Self-evolution methods enhance code generation through iterative "generate-verify-refine" cycles, yet existing approaches suffer from low exploration efficiency, failing to discover solutions with superior complexity within limited budgets. This inefficiency stems from initialization bias trapping evolution in poor solution regions, uncontrolled stochastic operations lacking feedback guidance, and insufficient experience utilization across tasks.To address these bottlenecks, we propose Controlled Self-Evolution (CSE), which consists of three key components. Diversified Planning Initialization generates structurally distinct algorithmic strategies for broad solution space coverage. Genetic Evolution replaces stochastic operations with feedback-guided mechanisms, enabling targeted mutation and compositional crossover.
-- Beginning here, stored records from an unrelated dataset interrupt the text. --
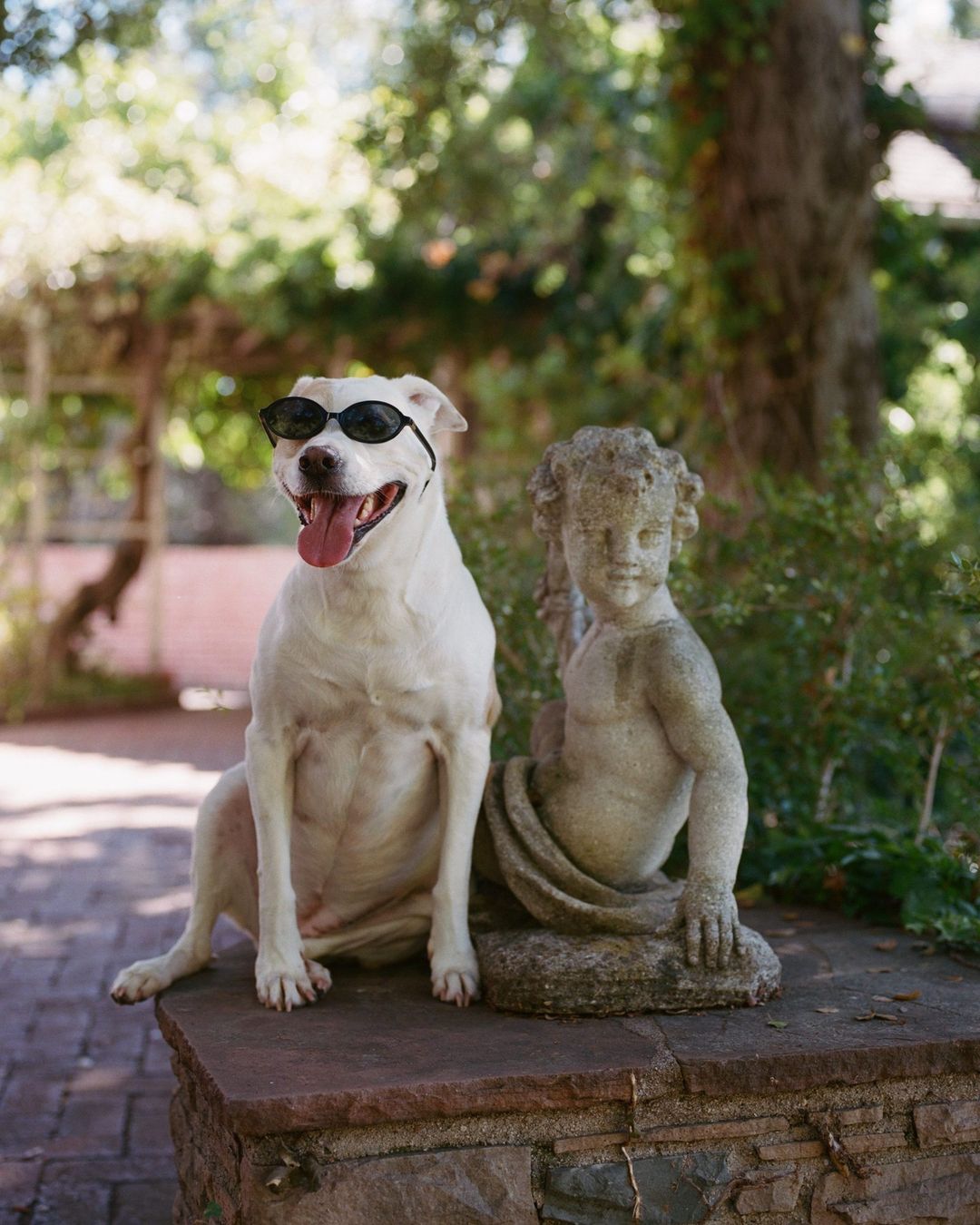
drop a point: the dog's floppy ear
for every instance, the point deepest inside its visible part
(427, 396)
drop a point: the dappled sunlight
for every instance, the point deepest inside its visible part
(164, 903)
(55, 793)
(39, 940)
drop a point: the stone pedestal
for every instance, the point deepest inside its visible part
(545, 973)
(850, 1098)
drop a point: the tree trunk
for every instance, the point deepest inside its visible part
(783, 226)
(103, 594)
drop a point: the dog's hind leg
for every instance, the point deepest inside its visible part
(385, 936)
(222, 878)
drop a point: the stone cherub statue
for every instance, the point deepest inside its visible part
(640, 745)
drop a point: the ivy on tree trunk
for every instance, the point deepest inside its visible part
(778, 157)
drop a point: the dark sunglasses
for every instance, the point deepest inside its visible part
(370, 420)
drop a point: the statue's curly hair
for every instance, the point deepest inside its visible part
(625, 452)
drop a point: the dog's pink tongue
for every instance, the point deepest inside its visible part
(328, 538)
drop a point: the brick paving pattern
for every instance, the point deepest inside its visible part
(95, 821)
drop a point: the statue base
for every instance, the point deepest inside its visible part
(549, 974)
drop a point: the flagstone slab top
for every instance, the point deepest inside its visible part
(378, 1047)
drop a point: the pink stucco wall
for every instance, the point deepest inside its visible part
(213, 603)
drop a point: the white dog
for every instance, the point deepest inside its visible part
(349, 827)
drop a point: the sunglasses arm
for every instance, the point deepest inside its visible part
(422, 438)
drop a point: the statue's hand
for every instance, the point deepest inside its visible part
(710, 916)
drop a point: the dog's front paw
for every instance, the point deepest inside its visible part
(456, 977)
(287, 987)
(140, 982)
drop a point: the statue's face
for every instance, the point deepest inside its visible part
(616, 538)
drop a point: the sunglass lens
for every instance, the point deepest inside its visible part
(371, 422)
(294, 418)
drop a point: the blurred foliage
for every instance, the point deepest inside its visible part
(34, 37)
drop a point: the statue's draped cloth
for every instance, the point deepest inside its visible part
(546, 882)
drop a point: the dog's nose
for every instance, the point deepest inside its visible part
(318, 461)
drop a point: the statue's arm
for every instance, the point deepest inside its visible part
(688, 696)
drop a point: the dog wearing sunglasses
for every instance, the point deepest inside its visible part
(348, 829)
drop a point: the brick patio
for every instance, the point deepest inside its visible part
(95, 819)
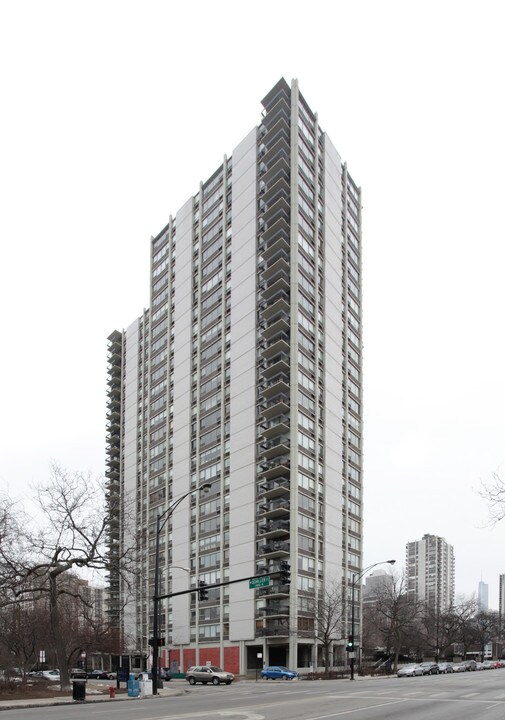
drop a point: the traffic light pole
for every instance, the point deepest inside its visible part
(198, 589)
(283, 574)
(156, 600)
(351, 639)
(355, 577)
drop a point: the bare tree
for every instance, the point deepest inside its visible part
(72, 536)
(393, 616)
(465, 610)
(494, 495)
(486, 628)
(327, 619)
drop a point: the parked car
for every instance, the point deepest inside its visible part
(470, 664)
(458, 667)
(208, 674)
(410, 670)
(280, 672)
(49, 675)
(429, 668)
(144, 676)
(98, 675)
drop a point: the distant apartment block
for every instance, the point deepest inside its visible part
(430, 568)
(501, 600)
(377, 583)
(483, 595)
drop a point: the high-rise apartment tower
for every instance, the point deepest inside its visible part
(430, 572)
(246, 371)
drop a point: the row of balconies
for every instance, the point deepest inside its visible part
(274, 327)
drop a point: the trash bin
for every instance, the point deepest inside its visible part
(79, 689)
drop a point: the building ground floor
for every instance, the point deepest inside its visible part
(246, 658)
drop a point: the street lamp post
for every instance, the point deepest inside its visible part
(161, 521)
(355, 578)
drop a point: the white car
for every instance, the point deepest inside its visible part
(410, 670)
(50, 675)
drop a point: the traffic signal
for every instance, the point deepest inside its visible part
(161, 641)
(203, 593)
(285, 576)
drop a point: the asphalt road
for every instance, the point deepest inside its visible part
(462, 696)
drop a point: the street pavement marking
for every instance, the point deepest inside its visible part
(348, 712)
(413, 692)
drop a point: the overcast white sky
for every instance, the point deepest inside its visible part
(112, 112)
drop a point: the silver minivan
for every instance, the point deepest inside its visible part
(208, 673)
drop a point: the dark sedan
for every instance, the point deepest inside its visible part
(429, 668)
(278, 672)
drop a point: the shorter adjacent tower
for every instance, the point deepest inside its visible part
(430, 571)
(483, 595)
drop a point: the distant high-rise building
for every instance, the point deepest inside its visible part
(483, 595)
(430, 572)
(501, 605)
(245, 372)
(378, 581)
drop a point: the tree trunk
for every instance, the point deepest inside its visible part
(59, 646)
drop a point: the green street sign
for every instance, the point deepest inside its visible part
(259, 582)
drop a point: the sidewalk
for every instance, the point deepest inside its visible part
(47, 702)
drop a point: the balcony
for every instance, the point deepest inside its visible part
(278, 343)
(277, 425)
(273, 610)
(275, 467)
(273, 212)
(274, 508)
(274, 529)
(274, 591)
(274, 446)
(273, 549)
(275, 385)
(273, 286)
(277, 487)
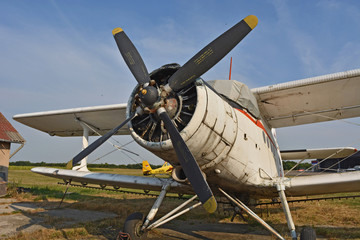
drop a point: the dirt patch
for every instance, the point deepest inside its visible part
(30, 216)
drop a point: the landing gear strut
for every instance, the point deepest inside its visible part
(133, 225)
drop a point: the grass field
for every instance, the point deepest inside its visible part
(333, 219)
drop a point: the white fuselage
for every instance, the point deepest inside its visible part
(232, 148)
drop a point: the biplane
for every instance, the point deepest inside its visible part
(218, 135)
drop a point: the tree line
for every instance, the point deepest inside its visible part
(91, 165)
(287, 165)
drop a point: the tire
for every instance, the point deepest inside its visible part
(308, 233)
(132, 226)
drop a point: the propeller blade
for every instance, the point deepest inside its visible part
(131, 56)
(84, 153)
(189, 165)
(212, 54)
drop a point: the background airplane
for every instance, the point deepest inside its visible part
(166, 168)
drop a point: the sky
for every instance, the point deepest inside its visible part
(61, 54)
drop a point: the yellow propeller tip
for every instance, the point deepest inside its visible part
(251, 20)
(116, 30)
(69, 165)
(210, 205)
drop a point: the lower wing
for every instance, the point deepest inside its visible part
(115, 180)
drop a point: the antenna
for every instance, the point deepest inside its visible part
(230, 68)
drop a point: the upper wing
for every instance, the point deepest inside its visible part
(318, 99)
(323, 184)
(317, 153)
(66, 122)
(115, 180)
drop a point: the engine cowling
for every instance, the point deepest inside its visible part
(205, 121)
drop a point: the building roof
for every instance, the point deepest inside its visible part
(8, 133)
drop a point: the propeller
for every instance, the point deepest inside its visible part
(211, 54)
(131, 56)
(151, 99)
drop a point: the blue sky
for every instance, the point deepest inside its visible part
(61, 54)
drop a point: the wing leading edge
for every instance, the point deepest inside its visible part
(324, 98)
(116, 180)
(317, 153)
(323, 184)
(65, 123)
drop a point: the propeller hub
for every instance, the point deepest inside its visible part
(149, 95)
(171, 106)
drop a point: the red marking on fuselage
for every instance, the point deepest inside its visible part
(257, 123)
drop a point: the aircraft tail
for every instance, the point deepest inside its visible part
(146, 168)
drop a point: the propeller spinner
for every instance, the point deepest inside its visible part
(160, 100)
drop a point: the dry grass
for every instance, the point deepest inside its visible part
(334, 219)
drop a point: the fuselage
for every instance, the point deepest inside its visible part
(233, 148)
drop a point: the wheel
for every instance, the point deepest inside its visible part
(132, 226)
(308, 233)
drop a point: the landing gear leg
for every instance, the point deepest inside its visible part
(241, 205)
(135, 225)
(281, 190)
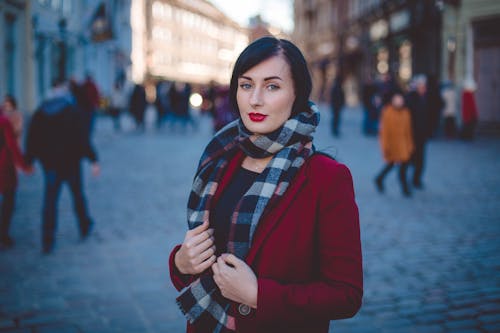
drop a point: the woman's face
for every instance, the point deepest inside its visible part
(266, 95)
(398, 101)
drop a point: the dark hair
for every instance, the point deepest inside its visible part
(12, 100)
(265, 48)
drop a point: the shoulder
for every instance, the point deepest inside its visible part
(322, 167)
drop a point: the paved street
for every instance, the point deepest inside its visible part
(432, 262)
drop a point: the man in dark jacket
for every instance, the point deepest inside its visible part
(57, 138)
(418, 103)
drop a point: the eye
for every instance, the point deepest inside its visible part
(245, 86)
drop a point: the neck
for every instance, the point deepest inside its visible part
(255, 164)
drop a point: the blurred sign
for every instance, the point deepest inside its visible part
(100, 26)
(399, 20)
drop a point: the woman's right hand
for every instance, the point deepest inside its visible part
(197, 252)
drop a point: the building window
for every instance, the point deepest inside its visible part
(383, 60)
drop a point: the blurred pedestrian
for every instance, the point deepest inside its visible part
(57, 137)
(419, 107)
(372, 103)
(14, 115)
(137, 105)
(118, 103)
(162, 102)
(469, 110)
(10, 158)
(450, 109)
(435, 105)
(91, 103)
(396, 141)
(260, 186)
(337, 101)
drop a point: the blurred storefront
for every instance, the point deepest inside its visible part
(188, 41)
(48, 40)
(16, 66)
(471, 50)
(368, 38)
(317, 23)
(399, 37)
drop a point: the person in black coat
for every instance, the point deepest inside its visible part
(138, 105)
(57, 137)
(418, 103)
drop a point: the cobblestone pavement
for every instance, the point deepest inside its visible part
(432, 262)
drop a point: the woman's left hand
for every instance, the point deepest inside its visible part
(236, 280)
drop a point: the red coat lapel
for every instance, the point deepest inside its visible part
(272, 218)
(269, 221)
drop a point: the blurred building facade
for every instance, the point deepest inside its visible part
(259, 28)
(48, 40)
(184, 40)
(471, 50)
(316, 32)
(447, 39)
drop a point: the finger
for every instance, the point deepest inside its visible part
(206, 264)
(199, 229)
(232, 260)
(215, 268)
(207, 253)
(194, 241)
(205, 245)
(223, 267)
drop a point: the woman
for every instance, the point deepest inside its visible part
(396, 141)
(10, 158)
(273, 244)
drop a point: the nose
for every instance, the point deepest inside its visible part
(256, 98)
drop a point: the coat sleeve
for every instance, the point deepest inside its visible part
(337, 289)
(179, 280)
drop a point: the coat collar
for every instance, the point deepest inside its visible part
(272, 217)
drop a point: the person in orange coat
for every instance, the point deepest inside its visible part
(396, 141)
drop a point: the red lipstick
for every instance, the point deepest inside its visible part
(257, 117)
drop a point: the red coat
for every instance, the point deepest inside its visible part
(469, 108)
(10, 156)
(306, 254)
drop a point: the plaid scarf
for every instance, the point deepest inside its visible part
(290, 145)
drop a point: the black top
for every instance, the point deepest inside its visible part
(225, 206)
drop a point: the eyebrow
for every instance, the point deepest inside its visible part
(265, 79)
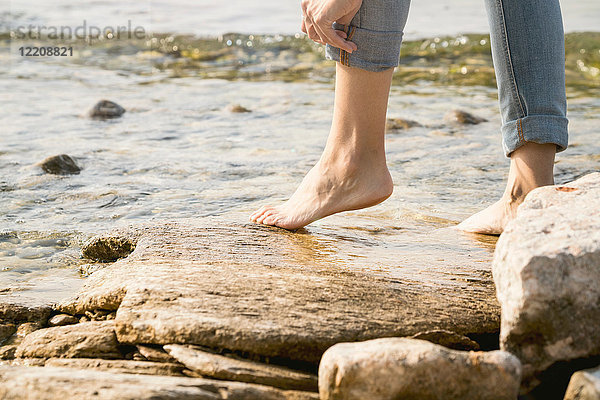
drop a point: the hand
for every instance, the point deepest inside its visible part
(319, 16)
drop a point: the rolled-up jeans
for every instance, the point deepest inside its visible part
(528, 51)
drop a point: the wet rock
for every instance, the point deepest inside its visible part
(217, 366)
(85, 340)
(248, 288)
(236, 108)
(584, 385)
(61, 164)
(27, 328)
(53, 383)
(547, 277)
(108, 249)
(118, 366)
(402, 368)
(393, 124)
(6, 331)
(8, 352)
(62, 319)
(447, 339)
(459, 117)
(88, 269)
(106, 109)
(154, 354)
(16, 313)
(26, 362)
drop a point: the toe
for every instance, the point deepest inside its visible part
(264, 215)
(258, 213)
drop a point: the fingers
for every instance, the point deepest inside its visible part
(329, 35)
(324, 34)
(312, 33)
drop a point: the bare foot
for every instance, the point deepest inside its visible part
(492, 220)
(329, 188)
(531, 166)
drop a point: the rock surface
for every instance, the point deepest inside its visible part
(265, 291)
(402, 368)
(106, 109)
(154, 354)
(108, 248)
(447, 339)
(16, 313)
(62, 319)
(220, 367)
(61, 164)
(584, 385)
(547, 272)
(52, 383)
(87, 340)
(118, 366)
(6, 331)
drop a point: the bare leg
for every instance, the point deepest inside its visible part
(531, 166)
(352, 171)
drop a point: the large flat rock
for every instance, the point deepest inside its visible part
(266, 291)
(547, 271)
(88, 340)
(53, 383)
(403, 368)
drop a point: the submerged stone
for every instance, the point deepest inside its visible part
(54, 383)
(460, 117)
(402, 368)
(236, 108)
(400, 124)
(86, 340)
(106, 109)
(108, 249)
(260, 290)
(547, 273)
(61, 164)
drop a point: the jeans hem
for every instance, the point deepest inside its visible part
(377, 50)
(540, 129)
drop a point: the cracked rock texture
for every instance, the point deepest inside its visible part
(265, 291)
(403, 368)
(547, 273)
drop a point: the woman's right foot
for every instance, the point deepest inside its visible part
(329, 188)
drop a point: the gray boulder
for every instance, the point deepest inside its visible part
(403, 368)
(61, 164)
(106, 109)
(547, 273)
(584, 385)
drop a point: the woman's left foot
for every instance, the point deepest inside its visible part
(493, 219)
(531, 166)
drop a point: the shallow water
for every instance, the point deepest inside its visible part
(179, 152)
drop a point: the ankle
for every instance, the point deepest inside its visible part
(531, 166)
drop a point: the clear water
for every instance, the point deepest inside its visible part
(179, 152)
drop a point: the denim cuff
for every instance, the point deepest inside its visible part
(377, 50)
(537, 129)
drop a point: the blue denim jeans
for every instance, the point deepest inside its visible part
(528, 51)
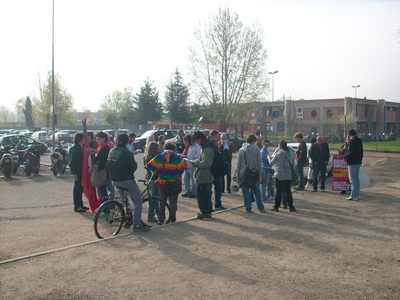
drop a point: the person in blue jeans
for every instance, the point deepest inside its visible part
(301, 155)
(266, 173)
(152, 151)
(353, 157)
(218, 169)
(249, 162)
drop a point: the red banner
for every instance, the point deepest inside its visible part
(340, 179)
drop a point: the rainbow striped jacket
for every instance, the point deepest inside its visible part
(168, 166)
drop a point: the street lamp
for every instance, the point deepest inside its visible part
(272, 83)
(355, 87)
(53, 98)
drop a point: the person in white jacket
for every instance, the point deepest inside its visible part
(192, 152)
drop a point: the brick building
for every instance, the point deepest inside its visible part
(325, 116)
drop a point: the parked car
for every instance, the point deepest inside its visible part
(40, 136)
(10, 141)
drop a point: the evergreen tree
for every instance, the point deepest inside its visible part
(148, 106)
(28, 113)
(177, 100)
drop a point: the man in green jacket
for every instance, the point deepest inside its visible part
(204, 177)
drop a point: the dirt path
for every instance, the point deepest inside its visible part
(330, 249)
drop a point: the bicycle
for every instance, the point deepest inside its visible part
(115, 213)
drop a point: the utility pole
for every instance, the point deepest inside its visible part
(272, 83)
(53, 98)
(355, 87)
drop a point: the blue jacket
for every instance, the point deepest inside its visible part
(264, 159)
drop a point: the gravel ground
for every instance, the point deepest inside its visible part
(329, 249)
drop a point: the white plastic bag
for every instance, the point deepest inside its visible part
(364, 179)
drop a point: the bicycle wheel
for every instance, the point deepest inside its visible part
(146, 204)
(109, 218)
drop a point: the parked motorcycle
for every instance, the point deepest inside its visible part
(7, 165)
(59, 161)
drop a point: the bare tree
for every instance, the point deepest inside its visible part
(228, 62)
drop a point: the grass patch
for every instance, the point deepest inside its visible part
(385, 146)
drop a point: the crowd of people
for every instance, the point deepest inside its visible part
(200, 166)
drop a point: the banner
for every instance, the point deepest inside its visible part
(340, 178)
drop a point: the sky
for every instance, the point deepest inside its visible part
(320, 48)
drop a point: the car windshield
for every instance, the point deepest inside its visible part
(171, 133)
(146, 134)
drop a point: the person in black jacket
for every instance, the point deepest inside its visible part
(217, 169)
(122, 166)
(100, 161)
(354, 156)
(301, 155)
(226, 148)
(76, 160)
(319, 154)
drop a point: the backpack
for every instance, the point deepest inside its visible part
(218, 166)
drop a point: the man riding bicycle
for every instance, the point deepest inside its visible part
(122, 166)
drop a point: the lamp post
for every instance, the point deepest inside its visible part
(272, 83)
(355, 87)
(53, 98)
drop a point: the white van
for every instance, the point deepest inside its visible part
(40, 136)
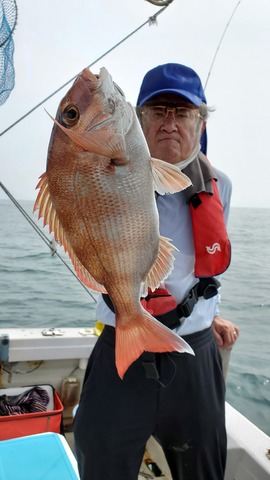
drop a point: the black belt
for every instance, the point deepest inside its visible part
(206, 288)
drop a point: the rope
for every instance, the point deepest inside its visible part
(151, 20)
(48, 242)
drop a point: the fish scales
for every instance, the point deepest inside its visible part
(98, 197)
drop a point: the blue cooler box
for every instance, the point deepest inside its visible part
(45, 456)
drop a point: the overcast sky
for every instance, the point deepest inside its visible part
(55, 39)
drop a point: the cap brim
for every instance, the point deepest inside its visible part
(182, 93)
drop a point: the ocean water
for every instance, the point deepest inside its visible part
(37, 289)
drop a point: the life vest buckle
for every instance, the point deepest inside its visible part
(186, 307)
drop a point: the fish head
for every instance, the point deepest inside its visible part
(95, 115)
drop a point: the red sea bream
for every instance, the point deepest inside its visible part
(98, 197)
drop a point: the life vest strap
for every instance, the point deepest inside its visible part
(206, 288)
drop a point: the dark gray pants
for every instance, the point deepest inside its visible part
(116, 417)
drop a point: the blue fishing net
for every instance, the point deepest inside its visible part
(8, 19)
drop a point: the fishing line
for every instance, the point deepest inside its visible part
(150, 21)
(48, 242)
(219, 44)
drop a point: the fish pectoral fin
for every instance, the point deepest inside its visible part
(168, 178)
(45, 208)
(97, 141)
(163, 264)
(144, 333)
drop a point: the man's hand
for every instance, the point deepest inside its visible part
(225, 332)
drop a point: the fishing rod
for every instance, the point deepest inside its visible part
(49, 243)
(151, 21)
(219, 44)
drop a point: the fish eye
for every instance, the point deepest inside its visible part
(71, 115)
(119, 89)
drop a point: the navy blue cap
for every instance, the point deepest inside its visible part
(172, 78)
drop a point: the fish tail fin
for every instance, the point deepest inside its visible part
(144, 333)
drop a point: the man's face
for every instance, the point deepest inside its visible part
(173, 136)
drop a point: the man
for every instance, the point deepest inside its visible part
(178, 398)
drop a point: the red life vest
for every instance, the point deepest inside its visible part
(211, 243)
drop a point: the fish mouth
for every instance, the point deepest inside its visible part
(94, 82)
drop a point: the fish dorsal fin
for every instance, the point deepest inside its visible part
(45, 208)
(168, 178)
(163, 264)
(97, 141)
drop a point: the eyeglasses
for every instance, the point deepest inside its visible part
(160, 113)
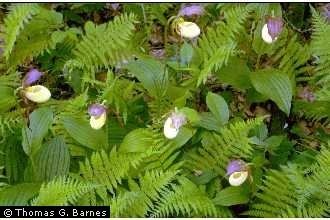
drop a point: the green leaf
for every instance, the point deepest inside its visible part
(191, 114)
(7, 98)
(18, 194)
(218, 106)
(186, 53)
(138, 140)
(52, 160)
(80, 130)
(232, 195)
(236, 74)
(40, 121)
(274, 85)
(152, 74)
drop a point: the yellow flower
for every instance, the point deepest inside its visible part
(238, 178)
(37, 93)
(97, 122)
(188, 30)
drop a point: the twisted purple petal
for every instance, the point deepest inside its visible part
(178, 119)
(114, 6)
(32, 76)
(96, 110)
(191, 10)
(275, 27)
(326, 11)
(235, 166)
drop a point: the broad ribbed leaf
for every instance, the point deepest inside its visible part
(232, 195)
(138, 140)
(274, 85)
(80, 130)
(18, 194)
(52, 160)
(40, 121)
(7, 98)
(218, 106)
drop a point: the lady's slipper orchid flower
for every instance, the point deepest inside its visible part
(191, 10)
(98, 113)
(238, 178)
(31, 77)
(237, 171)
(272, 29)
(37, 93)
(188, 30)
(173, 123)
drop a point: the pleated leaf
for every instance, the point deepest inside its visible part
(274, 85)
(52, 160)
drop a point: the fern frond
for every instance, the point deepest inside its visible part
(320, 46)
(304, 195)
(218, 44)
(105, 45)
(218, 149)
(62, 191)
(292, 57)
(108, 170)
(36, 38)
(19, 16)
(317, 111)
(141, 198)
(186, 199)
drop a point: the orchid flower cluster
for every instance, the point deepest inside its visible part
(272, 29)
(237, 170)
(35, 93)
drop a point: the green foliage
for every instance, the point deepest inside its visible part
(62, 191)
(218, 107)
(276, 86)
(107, 42)
(219, 148)
(40, 121)
(306, 193)
(218, 44)
(133, 60)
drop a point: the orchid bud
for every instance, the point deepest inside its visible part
(272, 29)
(98, 115)
(238, 178)
(237, 171)
(326, 12)
(173, 123)
(38, 93)
(31, 77)
(191, 10)
(188, 30)
(235, 166)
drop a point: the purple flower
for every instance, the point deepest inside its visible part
(114, 6)
(96, 110)
(307, 94)
(178, 119)
(32, 76)
(235, 166)
(275, 26)
(326, 11)
(191, 10)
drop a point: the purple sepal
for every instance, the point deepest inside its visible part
(96, 110)
(235, 166)
(178, 119)
(32, 76)
(275, 26)
(191, 10)
(326, 11)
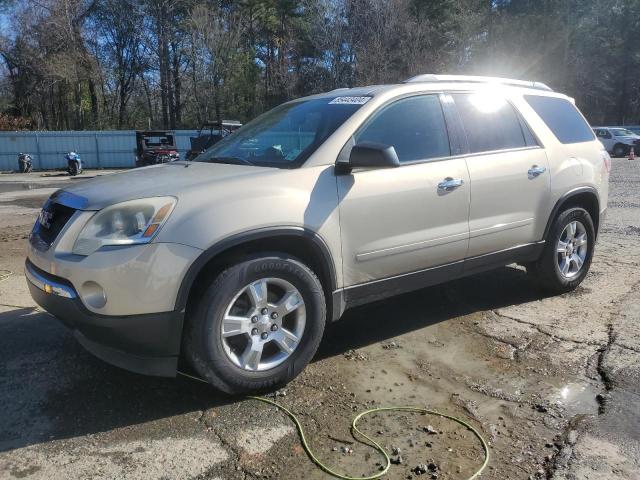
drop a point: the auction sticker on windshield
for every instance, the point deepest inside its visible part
(349, 100)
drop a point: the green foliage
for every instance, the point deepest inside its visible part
(177, 63)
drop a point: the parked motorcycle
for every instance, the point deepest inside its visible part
(74, 163)
(25, 163)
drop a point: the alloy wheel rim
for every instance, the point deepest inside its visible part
(571, 249)
(263, 324)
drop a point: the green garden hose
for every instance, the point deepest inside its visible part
(371, 442)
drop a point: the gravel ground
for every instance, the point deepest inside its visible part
(551, 382)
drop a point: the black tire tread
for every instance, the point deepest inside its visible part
(195, 321)
(544, 272)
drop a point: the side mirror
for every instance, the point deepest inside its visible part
(369, 155)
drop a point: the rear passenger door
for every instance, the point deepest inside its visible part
(399, 220)
(508, 170)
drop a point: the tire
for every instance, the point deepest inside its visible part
(547, 270)
(620, 150)
(73, 169)
(223, 360)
Hierarchical Evolution Memory captures both successful and failed experiences at inter-task and intra-task levels.Experiments on EffiBench-X demonstrate that CSE consistently outperforms all baselines across various LLM backbones. Furthermore, CSE achieves higher efficiency from early generations and maintains continuous improvement throughout evolution. Our code is publicly available at https://github.com/QuantaAlpha/EvoControl.
Paper Structure (43 sections, 17 equations, 16 figures, 3 tables)

This paper contains 43 sections, 17 equations, 16 figures, 3 tables.

Figures (16)

  • Figure 1: Controlled Self-Evolution improves exploration efficiency. (a) Existing self-evolution wastes budget on low-quality regions due to initialization bias, uncontrolled evolution and repeated failure. (b) CSE guides exploration toward higher-quality solutions through diversified initialization, controlled evolution, and experience reuse.
  • Figure 2: Overview of the CSE. Our method consists of three key components: Diversified Planning Initialization, Genetic Evolution, and Hierarchical Evolution Memory.
  • Figure 3: Best-so-far MI vs. generations. At each generation $t$, we report the best-so-far MI.
  • Figure 4: Synergy between Memory and other modules. We report MI and the gain $\Delta$MI from adding Memory to each module combination.
  • Figure 5: A Case Study of CSE evolution dynamics. To quantify progress, we plot the best-so-far raw memory-time integral (lower is better) against the number of generations. The case highlights the concrete logic of key initialization, mutation, and crossover steps, and contrasts the final evolved solution against the human solution.